In recent weeks, we’ve read stories about drugs that have been around for decades, for which prices have been hiked sky-high. These price hikes are carried out by executives taking advantage of obscure FDA rules that impede competition.
Fortunately, if he is elected President, Bush can look forward to working with a Congress that has already invested significant political capital in regulatory reform. This spring, the House of Representatives approved the 21st Century Cures Act with bipartisan majorities. If enacted (with a tweak to its financing), it would improve the FDA in the direction Bush proposes.

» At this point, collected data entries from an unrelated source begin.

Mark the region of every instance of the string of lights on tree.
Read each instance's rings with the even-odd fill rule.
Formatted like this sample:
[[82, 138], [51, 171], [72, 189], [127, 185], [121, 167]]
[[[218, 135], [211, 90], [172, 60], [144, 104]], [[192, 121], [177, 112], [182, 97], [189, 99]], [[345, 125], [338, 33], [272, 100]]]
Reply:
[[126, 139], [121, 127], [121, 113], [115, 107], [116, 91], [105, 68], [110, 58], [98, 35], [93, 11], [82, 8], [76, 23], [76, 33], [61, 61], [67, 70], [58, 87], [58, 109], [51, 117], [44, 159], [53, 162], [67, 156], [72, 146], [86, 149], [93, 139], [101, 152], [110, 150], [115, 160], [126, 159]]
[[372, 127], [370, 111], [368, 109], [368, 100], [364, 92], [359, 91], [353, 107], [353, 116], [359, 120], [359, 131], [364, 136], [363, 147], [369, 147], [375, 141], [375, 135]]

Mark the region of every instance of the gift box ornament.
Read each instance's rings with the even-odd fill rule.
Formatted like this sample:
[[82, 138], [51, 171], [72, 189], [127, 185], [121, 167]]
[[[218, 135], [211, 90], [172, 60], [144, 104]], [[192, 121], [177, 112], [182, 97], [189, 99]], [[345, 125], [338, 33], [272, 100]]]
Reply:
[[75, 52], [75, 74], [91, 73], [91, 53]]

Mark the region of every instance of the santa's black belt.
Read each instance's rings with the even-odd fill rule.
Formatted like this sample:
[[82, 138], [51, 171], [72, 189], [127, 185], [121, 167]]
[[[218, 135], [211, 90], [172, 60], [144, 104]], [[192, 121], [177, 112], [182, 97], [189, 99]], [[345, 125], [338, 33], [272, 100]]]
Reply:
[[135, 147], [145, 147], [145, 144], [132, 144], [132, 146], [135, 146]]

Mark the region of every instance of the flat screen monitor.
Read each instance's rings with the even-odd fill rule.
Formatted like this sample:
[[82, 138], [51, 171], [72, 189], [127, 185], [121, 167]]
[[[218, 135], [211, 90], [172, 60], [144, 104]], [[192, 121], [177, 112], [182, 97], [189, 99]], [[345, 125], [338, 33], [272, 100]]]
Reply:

As for health insurance, Bush’s proposal is similar to Wisconsin Governor Scott Walker’s, offering a refundable tax credit to those without employer-based coverage. Walker has quit the race, so this leaves only Bush and Rubio as candidates who endorse a tax credit to finance coverage.
Bush’s tax credit would be based on the “average tax benefit” enjoyed by those who get coverage through their jobs. Bush does not estimate the dollar figure, which will require heavy number crunching. Nevertheless, it is a clever way to introduce tax fairness in health insurance without threatening employer-based benefits.
Bush would also cap the exclusion of employer-based health benefits from taxable income at $30,000 per family. This is reasonable limit to the traditionally open-ended exclusion, and much better than Obamacare’s punitive 40 percent excise tax (“Cadillac tax”) on high value employer-based plans, due to kick in in 2018.
All in all, a very credible proposal in a Republican presidential primary in desperate need of some health policy heft.